Sin duda, los dos tíos hubieran continuado sus poesías ossiánicas indefinidamente, si Aristobulus Ursiclos no los hubiera interrumpido bruscamente diciéndoles:

—Caballeros, ¿han visto ustedes alguna vez alguno de estos pretendidos duendes de que hablan con tanto entusiasmo? ¡No! ¿Y pueden verse? ¡Tampoco! ¿No es cierto?

—Está usted en un error, señor —dijo la señorita Campbell—, y le compadezco por no haberlos visto nunca. Todo el mundo puede verlos surgir por las altas tierras de Escocia, deslizándose por los campos abandonados, elevándose sobre la superficie de los lagos, revoloteando en medio de las tempestades. Y, mire usted, este Rayo Verde que me obstino en perseguir, ¿quién sabe si no es la banda de alguna valquiria, cuya franja se arrastra por las aguas del horizonte?

—¡Ah, no! —exclamó Aristobulus Ursiclos—. ¡Esto sí que no! Y voy a decirle lo que es su famoso Rayo Verde…

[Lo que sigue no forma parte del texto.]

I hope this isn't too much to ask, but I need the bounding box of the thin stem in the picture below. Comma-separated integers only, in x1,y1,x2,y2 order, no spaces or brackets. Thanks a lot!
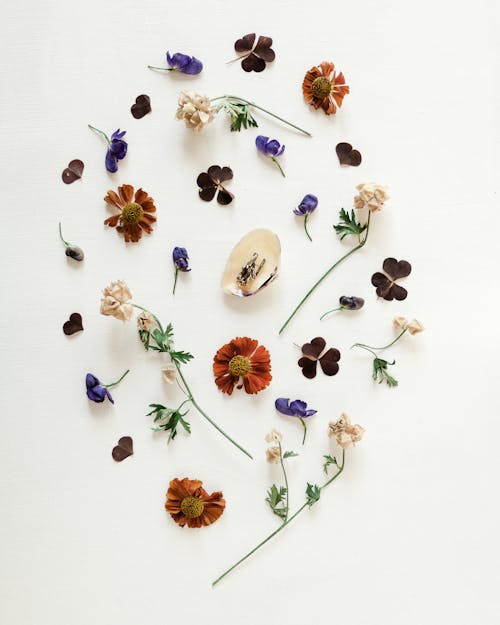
271,157,286,177
58,222,69,247
212,450,346,586
279,213,371,334
173,361,253,460
172,268,179,295
320,306,344,321
299,418,307,445
148,65,175,72
88,124,110,145
105,369,130,388
352,328,407,352
278,442,289,522
303,214,312,242
212,95,312,137
226,56,246,65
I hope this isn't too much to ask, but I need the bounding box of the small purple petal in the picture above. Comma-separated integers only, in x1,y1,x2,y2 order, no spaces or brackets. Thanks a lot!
303,409,317,417
86,373,100,389
182,57,203,75
255,135,269,154
289,399,308,414
172,246,190,271
105,150,118,173
275,398,294,416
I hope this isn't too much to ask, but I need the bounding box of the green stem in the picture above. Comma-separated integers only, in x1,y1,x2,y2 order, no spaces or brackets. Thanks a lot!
303,214,312,242
173,361,253,460
212,450,346,586
148,65,175,72
299,418,307,445
105,369,130,388
279,213,371,334
278,442,289,522
88,124,110,145
58,222,69,247
320,306,344,321
173,268,179,295
352,328,407,352
212,95,312,136
271,157,286,177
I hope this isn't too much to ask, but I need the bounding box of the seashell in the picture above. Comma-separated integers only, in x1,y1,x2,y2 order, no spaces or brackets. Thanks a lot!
221,228,281,297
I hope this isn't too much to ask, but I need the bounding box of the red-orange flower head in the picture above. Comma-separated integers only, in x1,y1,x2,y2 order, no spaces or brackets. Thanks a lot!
165,477,225,528
104,184,157,243
213,337,272,395
302,62,349,115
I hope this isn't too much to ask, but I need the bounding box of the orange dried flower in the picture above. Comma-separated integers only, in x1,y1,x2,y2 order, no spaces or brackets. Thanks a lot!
104,184,156,243
213,337,272,395
165,477,225,528
302,62,349,115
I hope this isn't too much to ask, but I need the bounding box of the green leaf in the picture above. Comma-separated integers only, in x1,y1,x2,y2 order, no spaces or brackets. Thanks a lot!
138,329,150,350
265,484,288,520
224,102,259,132
323,454,338,474
283,451,299,459
372,357,399,387
170,350,194,365
146,403,191,442
305,482,321,507
333,208,367,241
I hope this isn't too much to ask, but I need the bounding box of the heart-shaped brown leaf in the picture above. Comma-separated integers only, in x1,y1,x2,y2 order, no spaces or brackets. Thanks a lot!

—No me lo diga usted, caballero —exclamó la señorita Campbell—; no quiero saberlo.

—Pues tiene que saberlo —exclamó Aristobulus Ursiclos, completamente fuera de sí por aquella discusión que le sacaba de quicio.

—Se lo prohíbo.

—Pues lo diré a pesar de todo, señorita Campbell. Este último rayo que lanza el sol cuando se va al ocaso en el momento en que el borde superior de su disco roza el horizonte, si es verde, es debido, quizá, a que en el momento en que atraviesa la superficie del agua, se impregna con su color…

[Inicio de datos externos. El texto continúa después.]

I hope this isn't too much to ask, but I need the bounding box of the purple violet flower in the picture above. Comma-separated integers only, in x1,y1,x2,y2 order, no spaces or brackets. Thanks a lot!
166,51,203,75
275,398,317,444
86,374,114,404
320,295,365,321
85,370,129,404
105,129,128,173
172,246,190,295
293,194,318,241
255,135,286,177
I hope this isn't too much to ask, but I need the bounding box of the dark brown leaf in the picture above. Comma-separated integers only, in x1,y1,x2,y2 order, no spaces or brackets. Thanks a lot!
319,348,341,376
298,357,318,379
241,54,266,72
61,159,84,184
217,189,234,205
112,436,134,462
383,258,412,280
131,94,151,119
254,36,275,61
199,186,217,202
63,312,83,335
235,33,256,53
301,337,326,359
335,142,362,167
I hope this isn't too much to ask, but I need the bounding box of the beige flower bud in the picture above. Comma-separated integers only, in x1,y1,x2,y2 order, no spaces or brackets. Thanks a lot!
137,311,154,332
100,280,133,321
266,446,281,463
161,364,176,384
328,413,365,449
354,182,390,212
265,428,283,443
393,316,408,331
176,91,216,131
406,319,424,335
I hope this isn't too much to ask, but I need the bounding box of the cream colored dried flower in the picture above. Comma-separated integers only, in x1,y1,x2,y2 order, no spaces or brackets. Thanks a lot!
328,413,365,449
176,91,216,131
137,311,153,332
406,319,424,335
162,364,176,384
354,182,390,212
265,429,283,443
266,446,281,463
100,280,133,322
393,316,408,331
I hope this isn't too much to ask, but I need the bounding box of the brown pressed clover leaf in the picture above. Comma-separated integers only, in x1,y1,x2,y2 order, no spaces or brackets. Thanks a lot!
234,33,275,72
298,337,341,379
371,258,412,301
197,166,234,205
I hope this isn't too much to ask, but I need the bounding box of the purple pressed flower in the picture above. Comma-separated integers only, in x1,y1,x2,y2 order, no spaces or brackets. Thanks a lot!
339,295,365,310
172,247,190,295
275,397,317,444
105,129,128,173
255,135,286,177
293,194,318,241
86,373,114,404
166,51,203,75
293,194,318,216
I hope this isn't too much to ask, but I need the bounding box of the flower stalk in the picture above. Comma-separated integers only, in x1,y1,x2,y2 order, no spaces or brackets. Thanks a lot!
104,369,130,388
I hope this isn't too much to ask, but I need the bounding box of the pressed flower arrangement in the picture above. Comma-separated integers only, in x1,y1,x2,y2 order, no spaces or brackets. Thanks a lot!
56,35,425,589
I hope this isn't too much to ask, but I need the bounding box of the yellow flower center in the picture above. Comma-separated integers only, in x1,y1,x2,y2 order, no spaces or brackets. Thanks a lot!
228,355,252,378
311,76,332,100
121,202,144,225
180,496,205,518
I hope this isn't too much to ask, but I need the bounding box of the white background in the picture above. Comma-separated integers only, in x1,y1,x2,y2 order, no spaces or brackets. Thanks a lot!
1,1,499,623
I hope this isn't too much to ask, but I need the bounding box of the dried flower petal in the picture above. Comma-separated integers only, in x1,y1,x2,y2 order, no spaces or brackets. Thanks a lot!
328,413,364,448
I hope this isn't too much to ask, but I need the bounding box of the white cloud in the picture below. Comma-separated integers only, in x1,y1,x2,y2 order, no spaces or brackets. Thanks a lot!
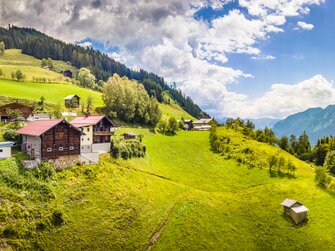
0,0,326,119
296,21,314,30
77,41,92,47
251,54,276,60
235,75,335,119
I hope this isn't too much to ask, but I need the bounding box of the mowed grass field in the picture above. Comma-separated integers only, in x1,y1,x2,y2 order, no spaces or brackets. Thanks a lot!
0,79,104,107
0,49,77,83
28,129,335,250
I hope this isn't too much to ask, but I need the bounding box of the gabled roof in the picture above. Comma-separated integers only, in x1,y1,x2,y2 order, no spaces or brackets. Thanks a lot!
291,205,309,213
124,132,137,137
70,115,115,128
64,94,80,100
193,118,212,124
280,198,302,208
17,119,82,136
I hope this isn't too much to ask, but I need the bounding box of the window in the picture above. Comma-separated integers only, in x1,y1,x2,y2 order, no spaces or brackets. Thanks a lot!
47,148,52,152
59,147,64,151
87,138,90,141
69,146,74,151
0,149,3,153
82,138,84,141
87,127,90,132
80,128,83,132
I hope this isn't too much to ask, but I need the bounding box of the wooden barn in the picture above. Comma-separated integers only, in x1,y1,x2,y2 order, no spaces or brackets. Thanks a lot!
17,119,83,161
63,70,73,78
281,198,309,224
0,102,34,122
123,132,137,140
64,94,80,108
70,114,116,153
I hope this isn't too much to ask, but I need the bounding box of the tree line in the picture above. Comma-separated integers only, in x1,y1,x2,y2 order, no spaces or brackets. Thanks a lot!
0,26,207,119
222,117,335,169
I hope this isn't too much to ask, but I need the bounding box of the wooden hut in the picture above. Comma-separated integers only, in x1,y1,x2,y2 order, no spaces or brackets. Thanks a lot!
63,70,73,78
17,119,83,161
123,132,137,140
281,198,309,224
64,94,80,108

—¡Cállese, señor Ursiclos!

—A menos que este verde no suceda naturalmente al rojo del disco, desaparecido en el mismo instante, pero del que nuestra retina conserva la impresión, porque, en óptica, el verde es su color complementario.

—¡Ah, señor Ursiclos, sus razonamientos científicos…!

—Mis razonamientos, señorita Campbell, están de acuerdo con la naturaleza de las cosas —contestó Aristobulus Ursiclos—, y precisamente me propongo publicar una memoria sobre este tema.

—¡Vámonos, tíos! —exclamó la señorita Campbell, visiblemente irritada—. ¡El señor Ursiclos, con sus explicaciones, acabaría por estropear totalmente mi Rayo Verde!

Entonces intervino Olivier Sinclair.

—Señor Ursiclos —le dijo—, creo que su memoria sobre el Rayo Verde será de lo más curioso, pero permítame que le proponga otro tema, seguramente más interesante todavía.

—¿Cuál, señor Sinclair? —preguntó Aristobulus Ursiclos con aire retador.

—Usted no debe ignorar, caballero, que algunos sabios han tratado científicamente esta cuestión tan palpitante: De la influencia de las colas de los peces en las ondulaciones del mar.

—¡Caballero…!

—Bueno, pues aquí tiene usted otra, que recomiendo muy especialmente a sus sabias meditaciones: De la influencia de los instrumentos de viento en la formación de las tempestades.